8. See Blanchard [2016a, p. 1] who argues that “current DSGE models are seriously flawed, but they are eminently improvable and central to the future of macroeconomics.” Christiano et al. [2018, p. 135] argue that “the enterprise of dynamic stochastic general equilibrium modeling is an organic process that involves the constant interaction of data and theory. Pre-crisis DSGE models had shortcomings that were highlighted by the financial crisis and its aftermath. Substantial progress has occurred since then. …We don’t know where that process will lead. But we do know that DSGE models will remain central to how macroeconomists think about aggregate phenomena and policy. There is simply no credible alternative to policy analysis in a world of competing economic forces operating on different parts of the economy.”
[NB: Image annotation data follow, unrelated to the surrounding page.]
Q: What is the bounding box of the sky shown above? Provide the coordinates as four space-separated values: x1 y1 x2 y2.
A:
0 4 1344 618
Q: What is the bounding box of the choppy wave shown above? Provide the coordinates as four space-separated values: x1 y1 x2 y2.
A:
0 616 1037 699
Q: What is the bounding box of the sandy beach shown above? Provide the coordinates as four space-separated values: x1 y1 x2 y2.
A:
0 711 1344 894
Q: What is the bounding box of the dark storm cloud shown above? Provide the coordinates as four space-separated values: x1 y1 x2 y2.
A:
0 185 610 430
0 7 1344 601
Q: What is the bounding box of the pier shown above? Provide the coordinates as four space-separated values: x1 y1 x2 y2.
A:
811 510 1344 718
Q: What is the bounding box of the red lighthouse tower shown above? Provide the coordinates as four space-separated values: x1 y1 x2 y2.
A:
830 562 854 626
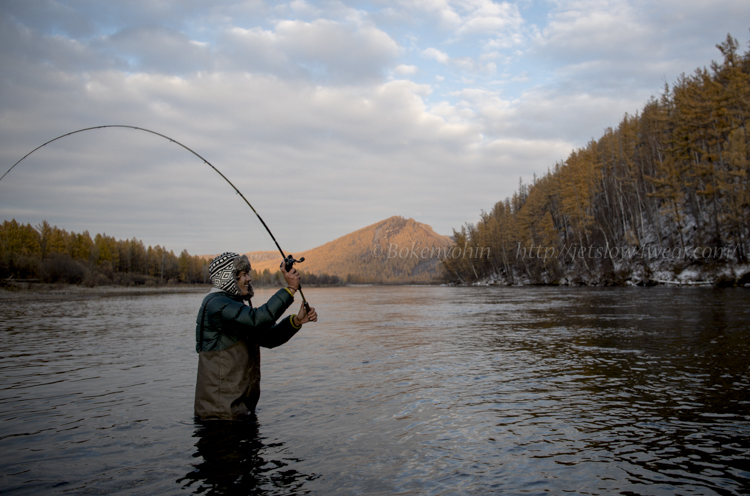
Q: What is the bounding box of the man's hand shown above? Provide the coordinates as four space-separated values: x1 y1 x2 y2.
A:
280 262 299 291
294 303 318 327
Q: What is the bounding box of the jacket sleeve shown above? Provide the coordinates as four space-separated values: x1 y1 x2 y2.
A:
208 289 294 340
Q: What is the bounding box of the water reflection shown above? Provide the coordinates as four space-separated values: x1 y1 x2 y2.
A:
183 415 316 495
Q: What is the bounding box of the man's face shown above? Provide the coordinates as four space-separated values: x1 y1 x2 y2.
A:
237 270 254 297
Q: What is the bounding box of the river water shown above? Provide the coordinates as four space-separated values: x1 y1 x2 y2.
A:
0 287 750 495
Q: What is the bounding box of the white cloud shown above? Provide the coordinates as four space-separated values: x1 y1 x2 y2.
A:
0 0 750 253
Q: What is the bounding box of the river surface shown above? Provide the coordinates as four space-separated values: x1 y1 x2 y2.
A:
0 287 750 496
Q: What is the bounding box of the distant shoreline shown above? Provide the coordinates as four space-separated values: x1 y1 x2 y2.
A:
0 282 211 301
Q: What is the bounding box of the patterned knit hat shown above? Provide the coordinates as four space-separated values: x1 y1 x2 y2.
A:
208 251 250 295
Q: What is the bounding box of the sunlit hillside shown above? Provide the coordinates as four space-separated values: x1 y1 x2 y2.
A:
247 216 453 283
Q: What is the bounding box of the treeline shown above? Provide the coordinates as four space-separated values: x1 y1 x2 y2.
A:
443 36 750 284
0 219 209 286
0 219 344 286
250 272 346 287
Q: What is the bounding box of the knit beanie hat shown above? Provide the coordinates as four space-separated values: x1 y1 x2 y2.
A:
208 251 250 295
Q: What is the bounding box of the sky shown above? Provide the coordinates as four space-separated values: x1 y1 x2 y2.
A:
0 0 750 254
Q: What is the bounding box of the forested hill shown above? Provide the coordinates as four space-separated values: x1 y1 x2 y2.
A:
443 36 750 285
247 216 453 284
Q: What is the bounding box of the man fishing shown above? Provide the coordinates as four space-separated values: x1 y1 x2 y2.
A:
195 252 318 420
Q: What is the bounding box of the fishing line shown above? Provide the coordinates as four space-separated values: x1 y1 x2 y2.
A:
0 124 310 312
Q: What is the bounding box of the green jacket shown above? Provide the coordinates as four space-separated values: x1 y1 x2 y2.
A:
195 289 299 420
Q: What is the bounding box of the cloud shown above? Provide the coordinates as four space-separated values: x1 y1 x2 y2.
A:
0 0 750 253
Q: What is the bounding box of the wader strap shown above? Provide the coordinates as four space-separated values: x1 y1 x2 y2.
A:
198 293 219 351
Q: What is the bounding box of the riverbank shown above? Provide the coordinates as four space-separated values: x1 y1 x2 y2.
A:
471 263 750 288
0 282 211 302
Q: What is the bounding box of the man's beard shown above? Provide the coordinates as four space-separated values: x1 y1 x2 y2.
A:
247 283 255 300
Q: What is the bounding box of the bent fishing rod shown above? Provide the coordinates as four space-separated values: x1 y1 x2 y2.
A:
0 124 310 312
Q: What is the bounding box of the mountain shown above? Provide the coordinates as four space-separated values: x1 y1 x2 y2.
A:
247 216 453 284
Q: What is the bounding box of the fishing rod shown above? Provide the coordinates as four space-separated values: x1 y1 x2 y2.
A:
0 124 310 312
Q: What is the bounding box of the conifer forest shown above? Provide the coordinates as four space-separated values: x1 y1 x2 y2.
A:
443 35 750 285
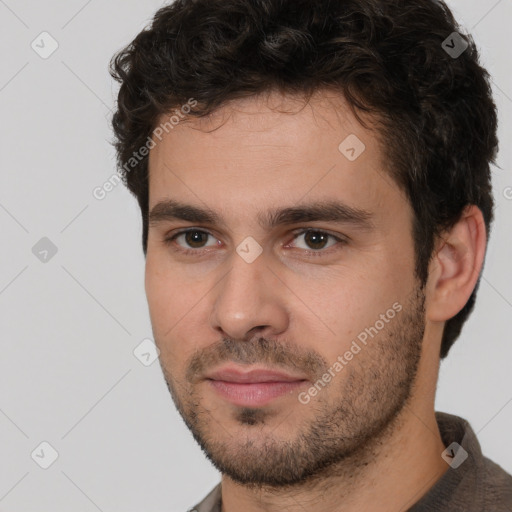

9. In one sense, the atheoretical approach of Sims [1980] is the modern equivalent of the measurement without theory approach of Burns and Mitchell [1946], while the calibration approach of Prescott [1986], combined with Bayesian econometrics, has evolved into the modern equivalent of the structural econometrics of Klein [1950].
10. See Favero [2001], Canova [2007], DeJong and Chetan [2011], and Herbst and Schorfheide [2015] for detailed accounts of modern empirical macroeconomics.
11. See Alogoskoufis and Smith [1991] and Alogoskoufis [1992] for the empirical significance of the Lucas critique in the case of estimated Phillips curves.